Moral anti-realism is the denial of at least one of these claims. Ethical subjectivists deny the third claim, instead arguing that moral facts are not metaphysically ordinary, but rather dependent on mental states, (individual's beliefs about what is right and wrong). Moral non-cognitivists deny the first claim, while error theorists deny the second claim.

There is some debate as to whether moral realism should continue to require the metaphysical thesis, and therefore if ethical subjectivists should be considered moral realists. Geoffrey Sayre-McCord argues that moral realism should not require mind-independence since there are morally relevant psychological facts which are necessarily mind-dependent, which would make ethical subjectivism a version of moral realism. This has led to a distinction being made between robust moral realism (which requires all three of the theses) and minimal moral realism (which requires only the first two, and is therefore compatible with ethical subjectivism).

== Moral relativism and ethical subjectivism ==
Moral relativism claims that statements are true or false based on who is saying them: they include indexicals in the same way that the truth of the statement "I am in Senegal" is dependent on who is making that statement. Depending on the variety of moral relativism, these statements may be indexed to a particular society (i.e., cultural relativism, when I say stealing is wrong, it is only true if stealing is not acceptable in my culture), or indexed to an individual (individualistic relativism). Furthermore, moral relativism is the view where an actor's moral codes are locally derived from their culture. The rules within moral codes are equal to each other and are only deemed "right" or "wrong" within their specific moral codes. Relativism is opposite to Universalism because there is not a single moral code for every agent to follow. Relativism differs from Nihilism because it validates every moral code that exists whereas nihilism does not. When it comes to relativism, Russian philosopher and writer, Fyodor Dostoevsky, coined the phrase "If God doesn't exist, everything is permissible". That phrase was his view of the consequences for rejecting theism as a basis of ethics. American anthropologist Ruth Benedict argued that there is no single objective morality and that moral codes necessarily vary by culture.

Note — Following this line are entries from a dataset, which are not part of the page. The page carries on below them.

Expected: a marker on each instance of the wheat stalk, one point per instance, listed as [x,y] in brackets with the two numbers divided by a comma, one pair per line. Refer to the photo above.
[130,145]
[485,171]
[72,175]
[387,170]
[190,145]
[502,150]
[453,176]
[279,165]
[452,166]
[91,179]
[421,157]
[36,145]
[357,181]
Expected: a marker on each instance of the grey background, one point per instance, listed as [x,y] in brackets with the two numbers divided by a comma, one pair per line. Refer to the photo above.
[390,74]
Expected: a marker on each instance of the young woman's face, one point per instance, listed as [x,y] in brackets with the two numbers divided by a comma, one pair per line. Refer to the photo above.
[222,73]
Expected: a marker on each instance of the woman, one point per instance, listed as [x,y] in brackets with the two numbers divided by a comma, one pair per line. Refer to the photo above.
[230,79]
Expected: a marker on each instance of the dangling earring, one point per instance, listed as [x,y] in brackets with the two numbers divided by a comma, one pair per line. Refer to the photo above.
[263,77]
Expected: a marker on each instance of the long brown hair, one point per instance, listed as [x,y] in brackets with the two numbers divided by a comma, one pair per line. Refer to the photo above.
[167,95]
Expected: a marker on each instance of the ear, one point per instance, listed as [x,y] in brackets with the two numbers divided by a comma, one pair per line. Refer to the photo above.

Ethical subjectivism is a completely distinct concept from moral relativism. Ethical subjectivism claims that the truth or falsehood of ethical claims is dependent on the mental states and attitudes of people, but these ethical truths may be universal (i.e. one person or group's mental states may determine what is right or wrong for everyone). The term "ethical subjectivism" covers two distinct theories in ethics. According to cognitive versions of ethical subjectivism, the truth of moral statements depends upon people's values, attitudes, feelings, or beliefs. Some forms of cognitivist ethical subjectivism can be counted as forms of realism, others are forms of anti-realism. David Hume is a foundational figure for cognitive ethical subjectivism. On a standard interpretation of his theory, a trait of character counts as a moral virtue when it evokes a sentiment of approbation in a sympathetic, informed, and rational human observer. Similarly, Roderick Firth's ideal observer theory held that right acts are those that an impartial, rational observer would approve of. William James, another ethical subjectivist, held that an end is good (to or for a person) just in the case it is desired by that person (see also ethical egoism). According to non-cognitive versions of ethical subjectivism, such as emotivism, prescriptivism, and expressivism, ethical statements cannot be true or false, at all: rather, they are expressions of personal feelings or commands. For example, on A. J. Ayer's emotivism, the statement, "Murder is wrong" is equivalent in meaning to the emotive, "Murder, Boo!"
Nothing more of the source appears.